Sorry I have been a bit quiet again! I have been very much enjoying freedom and as a result I have a shit load of stuff to edit and get posted.

I got the heads up from Gromr123 that this was open again. There was a free party inside there at the weekend and the police were called out, we knew it would be sealed asap. I couldn't go when Grom went as I don't have a normal job therefore bank holidays are just normal working days, so I headed home for a shower and crashed out for an hour and set off. I arrived at 1am and had the place to myself for a few hours which was nice. I eventually bumped into a crew from Dover who seemed a bit shocked that I was wandering about there alone that early in the morning. Glad I finally got to see this place, I never thought I would. It was sealed up today so made it just in time!

History here: Subterranea Britannica: Sites:HMS Wildfire







































































































Thanks for looking!


----------



## krela (Apr 5, 2018)

Worth it for the operation room alone. Thanks.


----------



## night crawler (Apr 5, 2018)

What an explore superb work


----------



## prettyvacant71 (Apr 5, 2018)

OMG this looks like a right maze of tunnels and dead ends and plenty of opportunities to get seriously lost whilst falling into the odd pit or two! Gota admit I wouldn't fancy this one solo, wouldn't have a big enough loaf of bread to leave me exit trails, I'd bound to be sealed in!

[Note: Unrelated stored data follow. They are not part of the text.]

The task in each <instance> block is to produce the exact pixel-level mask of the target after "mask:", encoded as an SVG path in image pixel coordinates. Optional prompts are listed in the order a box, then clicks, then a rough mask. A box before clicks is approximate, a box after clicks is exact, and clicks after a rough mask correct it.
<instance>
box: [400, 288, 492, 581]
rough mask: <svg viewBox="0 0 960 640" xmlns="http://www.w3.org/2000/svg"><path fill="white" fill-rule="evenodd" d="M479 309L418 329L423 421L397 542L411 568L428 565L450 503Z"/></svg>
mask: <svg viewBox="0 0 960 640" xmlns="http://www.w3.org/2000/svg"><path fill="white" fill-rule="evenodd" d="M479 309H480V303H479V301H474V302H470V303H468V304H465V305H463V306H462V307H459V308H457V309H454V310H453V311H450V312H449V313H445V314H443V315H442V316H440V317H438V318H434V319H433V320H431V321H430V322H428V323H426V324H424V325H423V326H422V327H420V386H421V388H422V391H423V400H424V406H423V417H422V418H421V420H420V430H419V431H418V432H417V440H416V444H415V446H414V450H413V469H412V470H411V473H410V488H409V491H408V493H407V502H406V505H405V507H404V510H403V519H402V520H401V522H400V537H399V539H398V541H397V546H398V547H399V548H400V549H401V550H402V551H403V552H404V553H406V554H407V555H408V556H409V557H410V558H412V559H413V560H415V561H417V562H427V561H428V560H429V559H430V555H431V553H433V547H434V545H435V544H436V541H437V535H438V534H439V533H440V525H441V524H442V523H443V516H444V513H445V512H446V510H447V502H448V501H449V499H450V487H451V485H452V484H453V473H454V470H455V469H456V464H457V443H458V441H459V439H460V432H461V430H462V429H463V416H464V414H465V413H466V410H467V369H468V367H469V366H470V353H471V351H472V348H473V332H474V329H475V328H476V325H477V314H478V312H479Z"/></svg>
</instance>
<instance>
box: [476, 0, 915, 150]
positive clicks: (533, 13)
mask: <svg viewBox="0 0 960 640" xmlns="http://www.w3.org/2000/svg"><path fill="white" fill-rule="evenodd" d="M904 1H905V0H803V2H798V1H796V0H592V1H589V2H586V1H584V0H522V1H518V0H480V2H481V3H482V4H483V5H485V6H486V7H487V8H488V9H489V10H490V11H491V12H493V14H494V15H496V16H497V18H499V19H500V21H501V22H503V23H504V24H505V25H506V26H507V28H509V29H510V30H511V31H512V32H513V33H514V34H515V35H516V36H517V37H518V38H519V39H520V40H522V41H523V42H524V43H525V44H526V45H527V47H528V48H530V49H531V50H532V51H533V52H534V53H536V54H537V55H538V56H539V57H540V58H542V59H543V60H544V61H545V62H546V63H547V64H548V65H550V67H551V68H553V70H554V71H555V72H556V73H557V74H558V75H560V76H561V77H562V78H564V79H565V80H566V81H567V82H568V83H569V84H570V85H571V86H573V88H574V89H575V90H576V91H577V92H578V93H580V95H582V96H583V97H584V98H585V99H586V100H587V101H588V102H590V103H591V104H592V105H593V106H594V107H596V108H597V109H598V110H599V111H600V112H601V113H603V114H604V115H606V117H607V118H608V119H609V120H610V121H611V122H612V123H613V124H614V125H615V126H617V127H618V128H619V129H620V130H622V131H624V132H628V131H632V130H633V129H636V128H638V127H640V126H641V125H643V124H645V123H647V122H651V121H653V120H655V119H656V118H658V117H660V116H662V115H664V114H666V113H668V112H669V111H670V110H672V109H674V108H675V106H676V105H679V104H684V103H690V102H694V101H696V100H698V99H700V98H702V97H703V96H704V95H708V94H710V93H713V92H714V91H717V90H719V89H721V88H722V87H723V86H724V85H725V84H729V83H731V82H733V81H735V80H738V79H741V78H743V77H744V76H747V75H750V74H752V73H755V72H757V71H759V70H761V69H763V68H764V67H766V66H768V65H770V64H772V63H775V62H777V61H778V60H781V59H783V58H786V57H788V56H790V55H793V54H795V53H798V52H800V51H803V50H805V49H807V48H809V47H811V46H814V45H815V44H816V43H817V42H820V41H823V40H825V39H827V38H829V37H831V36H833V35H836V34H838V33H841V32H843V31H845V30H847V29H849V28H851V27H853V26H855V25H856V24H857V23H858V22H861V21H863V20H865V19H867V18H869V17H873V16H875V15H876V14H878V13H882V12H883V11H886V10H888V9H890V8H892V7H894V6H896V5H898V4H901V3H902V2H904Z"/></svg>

Great job lighting this place too Brewtal, cracking shots, glad you made it in the nick of time..you really deserve to have some luck thrown your way after a few "wrong time wrong place moments" in Lincolnshire, wink wink


----------



## Brewtal (Apr 5, 2018)

prettyvacant71 said:


> OMG this looks like a right maze of tunnels and dead ends and plenty of opportunities to get seriously lost whilst falling into the odd pit or two! Gota admit I wouldn't fancy this one solo, wouldn't have a big enough loaf of bread to leave me exit trails, I'd bound to be sealed in!
> 
> Great job lighting this place too Brewtal, cracking shots, glad you made it in the nick of time..you really deserve to have some luck thrown your way after a few "wrong time wrong place moments" in Lincolnshire, wink wink



You can fuck right off with that Lincolnshire comment haha! I don’t need reminding! My ankle still hurts and I’m still pissed off about that whole shitty day!

But yes, this more than made up for it haha!


----------



## Rubex (Apr 7, 2018)

Nice work Brewtal!


----------